Convergence Analysis of Discrete Diffusion Model: Exact Implementation through Uniformization
Hongrui Chen, Lexing Ying

TL;DR
This paper provides a theoretical analysis of discrete diffusion models formulated as continuous-time Markov chains, introducing an exact implementation via uniformization and deriving convergence guarantees.
Contribution
It introduces a uniformization-based algorithm for discrete diffusion models and offers theoretical guarantees on sampling accuracy under certain assumptions.
Findings
Derives Total Variation and KL divergence bounds for discrete diffusion sampling.
Aligns theoretical results with state-of-the-art continuous diffusion models.
Highlights advantages of discrete over continuous diffusion models.
Abstract
Diffusion models have achieved huge empirical success in data generation tasks.

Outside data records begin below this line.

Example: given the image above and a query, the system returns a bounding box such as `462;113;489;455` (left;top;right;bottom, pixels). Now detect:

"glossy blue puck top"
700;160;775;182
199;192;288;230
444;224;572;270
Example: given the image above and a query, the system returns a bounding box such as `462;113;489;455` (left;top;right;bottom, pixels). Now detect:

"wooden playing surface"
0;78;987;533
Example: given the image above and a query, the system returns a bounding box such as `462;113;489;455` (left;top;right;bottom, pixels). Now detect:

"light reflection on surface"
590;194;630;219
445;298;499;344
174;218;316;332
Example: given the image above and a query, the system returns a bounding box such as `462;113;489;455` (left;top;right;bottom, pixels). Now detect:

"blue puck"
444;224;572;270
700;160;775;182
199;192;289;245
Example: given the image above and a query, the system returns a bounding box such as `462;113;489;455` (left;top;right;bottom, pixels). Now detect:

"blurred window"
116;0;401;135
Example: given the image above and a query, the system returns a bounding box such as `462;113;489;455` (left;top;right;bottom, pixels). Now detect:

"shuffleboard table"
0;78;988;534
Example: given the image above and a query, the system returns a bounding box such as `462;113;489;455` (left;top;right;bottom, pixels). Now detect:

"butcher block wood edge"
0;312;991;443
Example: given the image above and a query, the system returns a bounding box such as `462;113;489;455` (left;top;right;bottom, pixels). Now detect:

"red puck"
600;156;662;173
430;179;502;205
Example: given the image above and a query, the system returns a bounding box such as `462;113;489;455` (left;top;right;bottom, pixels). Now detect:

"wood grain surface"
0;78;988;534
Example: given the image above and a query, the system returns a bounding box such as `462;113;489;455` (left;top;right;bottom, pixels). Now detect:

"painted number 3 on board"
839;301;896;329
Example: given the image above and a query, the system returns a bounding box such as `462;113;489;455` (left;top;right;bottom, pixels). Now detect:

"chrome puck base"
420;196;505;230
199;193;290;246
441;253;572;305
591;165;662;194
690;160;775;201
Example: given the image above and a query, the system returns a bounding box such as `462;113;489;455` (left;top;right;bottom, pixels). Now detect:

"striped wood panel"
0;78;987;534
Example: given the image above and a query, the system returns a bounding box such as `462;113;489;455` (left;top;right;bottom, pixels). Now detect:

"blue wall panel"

Recently, some efforts have been made to adapt the framework of diffusion models to discrete state space, providing a more natural approach for modeling intrinsically discrete data, such as language and graphs. This is achieved by formulating both the forward noising process and the corresponding reversed process as Continuous Time Markov Chains (CTMCs). In this paper, we investigate the theoretical properties of the discrete diffusion model. Specifically, we introduce an algorithm leveraging the uniformization of continuous Markov chains, implementing transitions on random time points. Under reasonable assumptions on the learning of the discrete score function, we derive Total Variation distance and KL divergence guarantees for sampling from any distribution on a hypercube. Our results align with…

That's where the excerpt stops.